The fight to insure proper funding for our public schools is an ongoing one. (Visit the public school funding page to read more.) The recent recession has vastly intensified pressure to reduce the school budget. When this is coupled with the fact that money to fund the increasing number of charter schools comes off-the-top of the public school budget and it is clear we face some serious challenges.
The BTU pursues many avenues to try to ensure an adequate budget for meeting the high expectations we all have for our schools.

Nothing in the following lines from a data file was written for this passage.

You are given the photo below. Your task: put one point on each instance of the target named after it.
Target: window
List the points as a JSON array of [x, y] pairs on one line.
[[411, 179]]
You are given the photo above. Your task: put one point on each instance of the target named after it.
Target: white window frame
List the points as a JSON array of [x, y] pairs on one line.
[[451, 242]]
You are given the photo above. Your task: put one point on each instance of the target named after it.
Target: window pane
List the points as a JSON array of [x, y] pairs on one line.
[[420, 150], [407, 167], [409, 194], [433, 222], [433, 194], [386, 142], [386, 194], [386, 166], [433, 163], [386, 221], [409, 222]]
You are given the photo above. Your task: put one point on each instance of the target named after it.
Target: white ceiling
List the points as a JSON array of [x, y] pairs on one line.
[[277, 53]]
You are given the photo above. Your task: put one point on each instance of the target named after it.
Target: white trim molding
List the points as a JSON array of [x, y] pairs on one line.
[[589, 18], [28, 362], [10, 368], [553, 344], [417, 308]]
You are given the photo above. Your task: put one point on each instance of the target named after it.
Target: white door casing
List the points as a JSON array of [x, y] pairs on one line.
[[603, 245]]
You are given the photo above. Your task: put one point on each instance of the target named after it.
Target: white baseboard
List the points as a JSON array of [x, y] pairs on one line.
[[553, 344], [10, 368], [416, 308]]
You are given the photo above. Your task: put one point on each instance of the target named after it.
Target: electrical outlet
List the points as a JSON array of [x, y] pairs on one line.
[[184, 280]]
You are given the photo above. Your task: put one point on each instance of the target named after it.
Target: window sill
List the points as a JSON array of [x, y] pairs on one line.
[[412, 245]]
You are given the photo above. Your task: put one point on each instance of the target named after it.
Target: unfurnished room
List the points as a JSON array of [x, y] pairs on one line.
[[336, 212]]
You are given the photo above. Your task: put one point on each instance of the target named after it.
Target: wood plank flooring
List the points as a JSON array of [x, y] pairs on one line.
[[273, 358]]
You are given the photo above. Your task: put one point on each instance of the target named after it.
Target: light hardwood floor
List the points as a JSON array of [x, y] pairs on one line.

This includes organizing public rallies and protests along with parents, students and community groups.
In March 2010, an estimated 1,200 BTU members joined with friends of labor, families, students and children to march up Court Street for a rally to protest the appointed school committee”s unanimous acquiescence to a $55 million budget cut.
The BTU is interested in hearing from — and working with — parent and community organizations on goals of mutual concern.
To this end, the BTU has participated in community forums. The most recent forum was on April 6, 2011 at the 12th Baptist Church in Roxbury. The forum’s focus was The BPS-BTU Teacher Contract: What’s in it for our kids?
Parents, students and community leaders had the opportunity to present their priorities for the next contract and to participate in a question and answer period with BPS Superintendent Carol Johnson and BTU President Richard Stutman. The forum was organized by Boston United for Students — a coalition of nearly fifty community-based organizations, including representation from the ministerial community, parent organizing groups and youth advocacy organizations.
Pictured above are panelists BPS Superintendent Dr. Carol Johnson, Student Leader Ayan Hassan, Parent Advocate Mary Monteiro and BTU President Richard Stutman.
The organizers identified four target areas for improvement related to the BPS/BTU contract. These areas are:
- timely and effective teacher evaluation;
- flexibility in teacher hiring and reassignment;
- increased and strengthened parent and student voice in school-based decision making; and
- an extended school day to engage students and ensure teacher availability, planning and related professional development.
While there were some disagreements about the details and mechanisms of implementation, both the BPS and the BTU explicitly agreed to all of the BUS priorities.